When it comes to a GM/Chrysler merger, both companies are asking Washington for $10 billion - right now - to finance such a move. Analysts say that even in a best-case scenario, the merger is likely to result in the loss of up to 70,000 jobs in the US, including as many as 35,000 blue- and white-collar jobs lost in Michigan alone.

We're still calling for a merger of the Detroit Three into the Detroit One. There are many positives associated with a move like that, and we've spelled them out in previous posts. We still don't understand why there has to be a "loser" among the three extant US car-makers.

In another comment on the possible tie-up between the two, Peter Flaherty, President of the National Legal and Policy Center (NLPC), criticized efforts by Chrysler CEO Robert Nardelli to secure a taxpayer bailout for Chrysler and General Motors. Flaherty said:

"Robert Nardelli walked away from Home Depot with $210 million despite his failures as the company's CEO. Now as Chrysler CEO, he is lobbying for a taxpayer bailout of Chrysler's finance unit, and the carmaker itself.
("Smilin' Bob Nardelli, the working man's friend;" President Peter Flaherty of the National Legal and Policy Center calls Nardelli a "pirate" and that he should not get yet another golden parachute from Chrysler like he got after running Home Depot into the ground, also getting himself fired as that company's CEO by his own board of directors at the start of 2008 - His reward? Running Chrysler for Cerberus).

"Chrysler is not even a public company. It is 80% owned by private equity firm Cerberus. Do billionaires now have a taxpayer guarantee that they are insulated from the marketplace?

"How can we expect Chrysler to rebound as a strong company if it demonstrates the same kind of bad decisions that got it into problems in the first place? Nardelli is the public face of everything that's wrong with corporate America. Sending this pirate up to Capitol Hill is a ludicrous idea."

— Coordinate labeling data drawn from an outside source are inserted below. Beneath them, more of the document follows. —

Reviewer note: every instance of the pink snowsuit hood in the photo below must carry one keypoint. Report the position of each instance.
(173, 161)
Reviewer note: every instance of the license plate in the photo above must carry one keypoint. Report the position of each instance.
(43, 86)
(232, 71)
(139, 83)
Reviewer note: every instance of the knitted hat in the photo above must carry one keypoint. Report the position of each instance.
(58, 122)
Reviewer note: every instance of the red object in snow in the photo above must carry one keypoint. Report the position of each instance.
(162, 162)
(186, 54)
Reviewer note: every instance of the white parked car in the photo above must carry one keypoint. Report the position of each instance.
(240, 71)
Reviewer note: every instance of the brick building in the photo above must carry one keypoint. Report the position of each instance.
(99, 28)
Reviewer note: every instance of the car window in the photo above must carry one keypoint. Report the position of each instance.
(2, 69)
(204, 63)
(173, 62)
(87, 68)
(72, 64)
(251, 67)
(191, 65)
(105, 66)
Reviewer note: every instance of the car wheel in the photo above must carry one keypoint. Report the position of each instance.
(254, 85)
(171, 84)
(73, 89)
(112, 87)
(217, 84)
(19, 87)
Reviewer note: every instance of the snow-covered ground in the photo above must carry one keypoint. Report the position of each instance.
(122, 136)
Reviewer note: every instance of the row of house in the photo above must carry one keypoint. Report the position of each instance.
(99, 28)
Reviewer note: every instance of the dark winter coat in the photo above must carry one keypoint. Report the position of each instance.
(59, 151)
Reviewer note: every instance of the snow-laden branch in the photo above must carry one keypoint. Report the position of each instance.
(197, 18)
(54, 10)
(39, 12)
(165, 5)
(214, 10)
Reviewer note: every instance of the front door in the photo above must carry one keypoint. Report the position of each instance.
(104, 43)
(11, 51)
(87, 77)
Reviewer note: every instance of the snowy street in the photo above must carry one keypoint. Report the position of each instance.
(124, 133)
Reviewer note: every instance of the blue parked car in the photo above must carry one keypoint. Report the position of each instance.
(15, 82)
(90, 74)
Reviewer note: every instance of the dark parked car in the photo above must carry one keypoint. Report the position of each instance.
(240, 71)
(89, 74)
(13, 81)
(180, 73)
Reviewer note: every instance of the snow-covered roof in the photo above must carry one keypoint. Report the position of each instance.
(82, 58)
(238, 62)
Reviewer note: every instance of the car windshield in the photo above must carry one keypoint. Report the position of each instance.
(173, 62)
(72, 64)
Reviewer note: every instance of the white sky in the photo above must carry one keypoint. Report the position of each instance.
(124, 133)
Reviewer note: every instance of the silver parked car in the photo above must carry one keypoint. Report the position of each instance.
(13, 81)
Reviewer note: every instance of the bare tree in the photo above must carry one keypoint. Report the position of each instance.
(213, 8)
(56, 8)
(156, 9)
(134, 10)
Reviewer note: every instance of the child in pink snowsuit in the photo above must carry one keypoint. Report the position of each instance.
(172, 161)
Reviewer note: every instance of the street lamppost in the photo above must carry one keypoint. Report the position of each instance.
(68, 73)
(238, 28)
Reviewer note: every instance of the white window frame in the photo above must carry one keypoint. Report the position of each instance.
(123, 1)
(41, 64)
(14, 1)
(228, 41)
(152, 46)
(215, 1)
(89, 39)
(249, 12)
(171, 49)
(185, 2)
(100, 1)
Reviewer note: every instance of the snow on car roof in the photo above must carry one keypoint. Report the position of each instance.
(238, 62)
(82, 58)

We couldn't have said it better ourselves; actually, we've been saying the same basic thing online and on WebRadio and WebTV for some time now.
(Bob Nardelli, Chrysler CEO, left, hands the keys to the #25,000 Dodge Viper to NASCAR star Kurt Busch, who drives the #2 Dodge Charger in Sprint Cup for Roger Penske's race team; now all of the Dodge Viper brand, from store signs to machine tools to media kits to piston sleeves are up for sale; Nardelli says they have some good offers, we guess from China and/or India).

Finally, just a day after announcing they will not provide new car financing in the Czech Republic, Finland, Greece, Norway, Portugal, the Slovak Republic and Spain effective Nov. 1, GMAC, the auto finance and mortgage company, is seeking to become a bank holding company in order to gain access to the government's $700 billion financial rescue plan, the Wall Street Journal reported yesterday.

Markets in Hungary and Denmark will also be reassessed.

GMAC was founded by General Motors in 1919 to provide a loan source for its dealers. It is now controlled by a group of investors led by Cerberus Capital Management. It has evolved (though some say it's been more of a de-evolution) to include real estate, insurance and commercial banking.